Question about MapIcosahedron

Dear afni experts,
I have a question about the MapIcosahedron function and in general how to link original surfaces and std surfaces.
I understand that MapIcosahedron looks for the registered surfaces (e.g., lh.sphere.reg) and re-mesh this spherical surfaces with a standard number of nodes. Different subjects might have different numbers of nodes in their lh.sphere.reg but once you re-mesh the surfaces different subjects should have the same number of nodes in their std.lh.sphere.reg.gii. However, this is just for the sphere surface, how you further create other surfaces, like, std.lh.pial.gii, std.lh.face.gii etc? In freesurfer, we typically first obtain the surface like lh.white and then inflate it in to lh.sphere. But now you first obtain the sphere surface, how you can fold it into std.lh.white.gii??
I assume you might use the nodes mapping file like std.lh.MI.1D though I do not understand how you exact use it. I found in this file each row has 7 columns. The first col is the node number in the std surfaces and the col 2-4 are the nodes in the original surfaces. What are the cols 5-7?
Thanks so much.


Hi Ruyuan,

How this is done is lightly described in the suma.pdf class handout, starting on slide 30 (with “our way” on slide 32). The basic point is that the icosahedron is mapped to the registered sphere, making a mapping of each icosahedron node to a location in the brain (one location on the sphere is supposedly a consistent anatomical location across subjects). So each iso node is a “fixed” location in the brain across subjects.

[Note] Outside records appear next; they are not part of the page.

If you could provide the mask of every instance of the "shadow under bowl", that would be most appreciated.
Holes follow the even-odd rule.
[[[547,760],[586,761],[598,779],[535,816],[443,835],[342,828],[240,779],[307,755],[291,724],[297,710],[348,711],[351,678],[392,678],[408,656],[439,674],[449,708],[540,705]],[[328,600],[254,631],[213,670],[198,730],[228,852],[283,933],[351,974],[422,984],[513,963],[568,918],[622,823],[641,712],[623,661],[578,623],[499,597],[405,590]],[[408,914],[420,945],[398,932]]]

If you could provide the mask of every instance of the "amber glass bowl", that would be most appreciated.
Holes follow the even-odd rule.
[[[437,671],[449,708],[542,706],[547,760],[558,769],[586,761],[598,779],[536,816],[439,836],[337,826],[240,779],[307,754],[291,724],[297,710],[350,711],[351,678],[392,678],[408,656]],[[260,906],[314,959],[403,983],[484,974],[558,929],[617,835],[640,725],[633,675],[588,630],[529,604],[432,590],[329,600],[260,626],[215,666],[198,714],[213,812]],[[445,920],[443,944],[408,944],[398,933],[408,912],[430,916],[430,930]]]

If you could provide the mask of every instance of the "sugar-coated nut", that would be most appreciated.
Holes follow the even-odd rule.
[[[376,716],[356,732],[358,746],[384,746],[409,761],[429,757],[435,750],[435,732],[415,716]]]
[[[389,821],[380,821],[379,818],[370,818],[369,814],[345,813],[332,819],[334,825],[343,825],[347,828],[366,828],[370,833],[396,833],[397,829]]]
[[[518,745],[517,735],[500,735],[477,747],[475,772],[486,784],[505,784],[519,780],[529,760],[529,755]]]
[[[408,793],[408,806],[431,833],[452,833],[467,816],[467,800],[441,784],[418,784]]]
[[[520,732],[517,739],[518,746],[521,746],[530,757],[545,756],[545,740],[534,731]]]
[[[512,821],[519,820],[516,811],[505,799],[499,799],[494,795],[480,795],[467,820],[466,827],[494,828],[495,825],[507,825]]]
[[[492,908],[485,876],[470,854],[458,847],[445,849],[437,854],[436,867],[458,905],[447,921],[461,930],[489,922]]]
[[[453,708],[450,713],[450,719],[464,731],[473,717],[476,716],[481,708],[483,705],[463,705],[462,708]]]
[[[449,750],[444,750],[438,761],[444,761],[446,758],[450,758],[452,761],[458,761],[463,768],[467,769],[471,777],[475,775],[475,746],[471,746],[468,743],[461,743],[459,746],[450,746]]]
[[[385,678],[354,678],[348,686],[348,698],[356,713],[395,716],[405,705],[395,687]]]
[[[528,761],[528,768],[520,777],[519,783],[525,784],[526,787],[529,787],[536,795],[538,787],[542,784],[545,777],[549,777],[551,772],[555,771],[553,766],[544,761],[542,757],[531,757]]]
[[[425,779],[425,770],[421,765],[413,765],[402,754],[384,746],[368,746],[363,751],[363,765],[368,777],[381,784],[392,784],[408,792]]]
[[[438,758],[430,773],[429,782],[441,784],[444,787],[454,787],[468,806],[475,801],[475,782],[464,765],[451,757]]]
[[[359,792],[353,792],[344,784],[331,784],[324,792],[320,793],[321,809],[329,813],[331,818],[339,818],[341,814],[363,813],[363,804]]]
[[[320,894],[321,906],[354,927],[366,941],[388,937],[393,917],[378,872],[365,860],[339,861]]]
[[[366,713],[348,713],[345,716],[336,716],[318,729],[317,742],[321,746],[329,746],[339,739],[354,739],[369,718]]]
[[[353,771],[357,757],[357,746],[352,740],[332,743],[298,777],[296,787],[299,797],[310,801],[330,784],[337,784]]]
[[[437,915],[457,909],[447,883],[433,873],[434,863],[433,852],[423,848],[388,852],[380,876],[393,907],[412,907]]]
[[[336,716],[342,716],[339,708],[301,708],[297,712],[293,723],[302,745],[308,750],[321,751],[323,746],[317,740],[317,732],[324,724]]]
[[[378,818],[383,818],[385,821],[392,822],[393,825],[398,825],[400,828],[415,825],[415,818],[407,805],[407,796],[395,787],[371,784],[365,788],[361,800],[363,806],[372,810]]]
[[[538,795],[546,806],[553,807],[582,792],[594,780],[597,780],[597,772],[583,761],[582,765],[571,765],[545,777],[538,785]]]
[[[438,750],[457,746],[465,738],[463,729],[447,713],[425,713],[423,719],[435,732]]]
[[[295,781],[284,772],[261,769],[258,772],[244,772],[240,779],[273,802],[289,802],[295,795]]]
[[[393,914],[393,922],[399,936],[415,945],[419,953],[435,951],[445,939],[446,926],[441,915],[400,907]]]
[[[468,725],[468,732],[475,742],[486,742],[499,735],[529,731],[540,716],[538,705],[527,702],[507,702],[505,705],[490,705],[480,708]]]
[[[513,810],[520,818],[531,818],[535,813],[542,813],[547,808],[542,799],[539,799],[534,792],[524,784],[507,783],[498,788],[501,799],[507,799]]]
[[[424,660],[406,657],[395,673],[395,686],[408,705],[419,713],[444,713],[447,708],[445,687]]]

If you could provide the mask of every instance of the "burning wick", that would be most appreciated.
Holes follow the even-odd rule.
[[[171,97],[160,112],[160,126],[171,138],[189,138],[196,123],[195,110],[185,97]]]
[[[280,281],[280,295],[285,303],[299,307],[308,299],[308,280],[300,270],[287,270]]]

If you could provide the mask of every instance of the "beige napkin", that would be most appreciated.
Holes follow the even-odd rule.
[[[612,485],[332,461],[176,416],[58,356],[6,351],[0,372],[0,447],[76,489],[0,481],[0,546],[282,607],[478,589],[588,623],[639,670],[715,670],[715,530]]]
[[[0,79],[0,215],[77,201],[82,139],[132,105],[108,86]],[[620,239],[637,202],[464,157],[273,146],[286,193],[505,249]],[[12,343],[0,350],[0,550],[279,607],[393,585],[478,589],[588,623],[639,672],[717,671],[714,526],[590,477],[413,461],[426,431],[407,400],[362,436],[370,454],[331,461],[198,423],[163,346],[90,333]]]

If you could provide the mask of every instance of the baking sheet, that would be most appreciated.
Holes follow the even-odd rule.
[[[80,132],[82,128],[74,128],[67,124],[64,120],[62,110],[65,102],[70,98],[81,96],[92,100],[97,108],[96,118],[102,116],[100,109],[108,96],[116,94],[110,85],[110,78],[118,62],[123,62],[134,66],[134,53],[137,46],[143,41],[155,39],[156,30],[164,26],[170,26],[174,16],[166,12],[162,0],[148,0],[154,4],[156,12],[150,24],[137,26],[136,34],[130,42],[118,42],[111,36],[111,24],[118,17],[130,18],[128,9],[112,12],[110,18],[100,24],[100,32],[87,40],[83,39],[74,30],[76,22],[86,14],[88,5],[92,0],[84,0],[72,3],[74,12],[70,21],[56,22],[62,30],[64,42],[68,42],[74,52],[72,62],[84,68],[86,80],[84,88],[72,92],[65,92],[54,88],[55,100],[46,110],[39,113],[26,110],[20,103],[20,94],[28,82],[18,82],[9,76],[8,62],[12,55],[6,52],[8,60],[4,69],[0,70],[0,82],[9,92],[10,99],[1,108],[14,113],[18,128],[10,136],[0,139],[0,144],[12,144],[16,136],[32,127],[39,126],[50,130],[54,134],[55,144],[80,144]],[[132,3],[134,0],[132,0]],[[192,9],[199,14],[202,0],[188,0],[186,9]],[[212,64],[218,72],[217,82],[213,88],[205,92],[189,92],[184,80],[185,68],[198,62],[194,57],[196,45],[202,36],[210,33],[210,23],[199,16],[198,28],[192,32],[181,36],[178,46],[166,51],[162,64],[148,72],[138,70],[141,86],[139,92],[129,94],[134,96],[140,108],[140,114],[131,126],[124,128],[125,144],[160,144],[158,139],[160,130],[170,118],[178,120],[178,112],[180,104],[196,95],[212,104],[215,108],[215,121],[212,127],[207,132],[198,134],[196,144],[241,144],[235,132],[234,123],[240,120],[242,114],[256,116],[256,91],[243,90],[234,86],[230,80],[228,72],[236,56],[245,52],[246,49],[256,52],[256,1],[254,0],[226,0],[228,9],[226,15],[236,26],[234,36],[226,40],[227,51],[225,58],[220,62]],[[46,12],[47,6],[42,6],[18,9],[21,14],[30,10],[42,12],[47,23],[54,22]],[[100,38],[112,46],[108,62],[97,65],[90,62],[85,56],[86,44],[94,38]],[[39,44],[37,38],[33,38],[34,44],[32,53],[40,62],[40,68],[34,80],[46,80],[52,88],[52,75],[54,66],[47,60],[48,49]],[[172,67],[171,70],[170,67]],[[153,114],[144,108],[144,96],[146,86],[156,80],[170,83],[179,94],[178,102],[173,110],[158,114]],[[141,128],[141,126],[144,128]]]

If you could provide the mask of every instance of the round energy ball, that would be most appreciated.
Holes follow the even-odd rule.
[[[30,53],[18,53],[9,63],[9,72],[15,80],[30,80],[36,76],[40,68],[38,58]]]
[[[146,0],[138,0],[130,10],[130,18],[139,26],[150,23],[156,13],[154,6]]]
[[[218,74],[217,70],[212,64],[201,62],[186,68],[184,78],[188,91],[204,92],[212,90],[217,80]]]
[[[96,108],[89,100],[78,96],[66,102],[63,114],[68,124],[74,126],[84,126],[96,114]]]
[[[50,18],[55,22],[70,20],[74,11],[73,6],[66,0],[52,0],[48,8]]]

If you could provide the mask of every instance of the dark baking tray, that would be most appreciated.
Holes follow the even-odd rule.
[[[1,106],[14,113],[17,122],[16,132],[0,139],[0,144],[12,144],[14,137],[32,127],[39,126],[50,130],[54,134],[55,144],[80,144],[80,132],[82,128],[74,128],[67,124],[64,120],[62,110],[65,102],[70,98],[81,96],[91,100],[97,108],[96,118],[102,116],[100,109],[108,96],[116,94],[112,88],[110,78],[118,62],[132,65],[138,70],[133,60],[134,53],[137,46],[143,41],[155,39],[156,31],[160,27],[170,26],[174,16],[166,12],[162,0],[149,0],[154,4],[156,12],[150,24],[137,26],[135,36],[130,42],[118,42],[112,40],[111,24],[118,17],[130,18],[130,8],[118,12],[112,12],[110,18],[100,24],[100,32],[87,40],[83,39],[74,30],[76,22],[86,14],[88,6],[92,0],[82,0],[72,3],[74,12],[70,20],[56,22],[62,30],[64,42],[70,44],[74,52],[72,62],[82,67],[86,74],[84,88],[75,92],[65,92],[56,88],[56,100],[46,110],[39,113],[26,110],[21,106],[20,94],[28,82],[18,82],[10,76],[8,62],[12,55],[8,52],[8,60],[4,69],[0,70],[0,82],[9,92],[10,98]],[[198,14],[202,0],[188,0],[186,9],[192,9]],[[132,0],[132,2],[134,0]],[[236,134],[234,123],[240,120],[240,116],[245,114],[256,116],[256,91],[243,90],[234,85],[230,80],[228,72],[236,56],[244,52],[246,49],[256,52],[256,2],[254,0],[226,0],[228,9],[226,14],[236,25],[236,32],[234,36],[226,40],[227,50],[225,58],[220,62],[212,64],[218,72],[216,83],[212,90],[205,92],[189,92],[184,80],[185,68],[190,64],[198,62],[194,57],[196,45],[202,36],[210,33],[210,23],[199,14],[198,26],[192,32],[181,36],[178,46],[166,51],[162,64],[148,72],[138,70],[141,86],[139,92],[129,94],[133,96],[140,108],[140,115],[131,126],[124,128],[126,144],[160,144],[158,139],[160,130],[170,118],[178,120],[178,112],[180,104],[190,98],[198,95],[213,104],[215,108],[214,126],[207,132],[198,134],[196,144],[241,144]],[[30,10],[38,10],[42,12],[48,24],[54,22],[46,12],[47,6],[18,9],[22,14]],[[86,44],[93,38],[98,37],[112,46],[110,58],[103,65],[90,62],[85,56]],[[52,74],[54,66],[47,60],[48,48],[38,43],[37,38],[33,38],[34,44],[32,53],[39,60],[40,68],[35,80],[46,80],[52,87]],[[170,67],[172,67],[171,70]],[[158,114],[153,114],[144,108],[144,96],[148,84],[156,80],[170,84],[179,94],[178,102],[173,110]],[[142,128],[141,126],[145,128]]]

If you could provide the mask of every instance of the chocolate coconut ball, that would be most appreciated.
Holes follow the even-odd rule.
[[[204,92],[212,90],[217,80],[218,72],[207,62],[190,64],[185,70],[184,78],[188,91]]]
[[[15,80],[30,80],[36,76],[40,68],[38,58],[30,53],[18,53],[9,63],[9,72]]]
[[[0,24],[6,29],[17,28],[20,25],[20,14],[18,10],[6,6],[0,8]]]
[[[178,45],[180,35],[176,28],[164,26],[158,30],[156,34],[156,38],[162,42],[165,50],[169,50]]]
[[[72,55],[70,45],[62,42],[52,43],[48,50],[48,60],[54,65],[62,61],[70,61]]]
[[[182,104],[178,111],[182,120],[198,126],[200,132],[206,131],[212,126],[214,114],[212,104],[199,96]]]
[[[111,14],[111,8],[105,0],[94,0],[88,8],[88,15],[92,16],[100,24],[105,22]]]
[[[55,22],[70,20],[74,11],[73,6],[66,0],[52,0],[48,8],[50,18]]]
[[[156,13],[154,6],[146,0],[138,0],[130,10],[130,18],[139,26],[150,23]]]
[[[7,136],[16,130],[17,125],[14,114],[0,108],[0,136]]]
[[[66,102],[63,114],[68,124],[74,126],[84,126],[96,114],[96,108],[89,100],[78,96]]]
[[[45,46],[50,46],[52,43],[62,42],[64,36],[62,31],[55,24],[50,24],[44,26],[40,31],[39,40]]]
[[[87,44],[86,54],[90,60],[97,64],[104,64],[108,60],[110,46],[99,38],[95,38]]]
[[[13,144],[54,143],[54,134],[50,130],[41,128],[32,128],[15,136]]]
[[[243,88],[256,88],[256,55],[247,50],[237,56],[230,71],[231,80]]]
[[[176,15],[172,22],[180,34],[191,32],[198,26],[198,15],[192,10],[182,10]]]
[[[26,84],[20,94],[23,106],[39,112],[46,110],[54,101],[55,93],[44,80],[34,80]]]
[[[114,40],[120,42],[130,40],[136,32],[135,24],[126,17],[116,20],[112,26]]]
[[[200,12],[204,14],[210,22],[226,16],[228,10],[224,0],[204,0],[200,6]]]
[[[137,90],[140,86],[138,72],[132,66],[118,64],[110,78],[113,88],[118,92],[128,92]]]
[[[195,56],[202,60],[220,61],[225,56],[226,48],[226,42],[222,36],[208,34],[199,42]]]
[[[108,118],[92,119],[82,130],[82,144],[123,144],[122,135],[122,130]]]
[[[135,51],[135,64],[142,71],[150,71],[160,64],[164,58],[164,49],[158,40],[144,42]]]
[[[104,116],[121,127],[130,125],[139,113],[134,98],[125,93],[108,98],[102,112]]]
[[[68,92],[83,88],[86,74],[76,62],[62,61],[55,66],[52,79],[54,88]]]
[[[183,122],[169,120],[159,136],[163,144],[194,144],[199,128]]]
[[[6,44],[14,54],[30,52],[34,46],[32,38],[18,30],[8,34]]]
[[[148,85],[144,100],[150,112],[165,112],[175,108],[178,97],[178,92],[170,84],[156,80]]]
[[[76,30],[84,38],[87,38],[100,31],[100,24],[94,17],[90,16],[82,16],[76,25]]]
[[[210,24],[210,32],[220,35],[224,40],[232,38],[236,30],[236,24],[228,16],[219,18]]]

The next step is to regenerate all of the original surfaces using the mesh of the fixed icosahedron. Since the subject’s sphere gets warped to align with the standard one, it’s corresponding smoothwm, pial or whatever surface nodes have mappings to known locations on that sphere. So for each node on the ico, its location on the warped sphere will pierce a triangle of one of the original surfaces (e.g. smoothwm). From that location, that node will get the interpolated coordinates from the nodes of the pierced triangle, based on proximity to each of the triangle’s vertices.

That creates a new surface, with the mesh of the icosahedron (our “standard mesh”), but the coordinates of the original space surface (e.g. smoothwm). It will look almost identical to the original space surface. And it is now ready for group analysis.

The original surfaces are then promptly ignored, and all AFNI/SUMA processing is applied with the standard mesh surfaces. One can even display the group results on a corresponding standard mesh surface from the MNI152 anatomy, and now the coordinates are in MNI space, but still on the same standard mesh.

Does that seem reasonable?

  • rick

Thanks Rick! This is super helpful!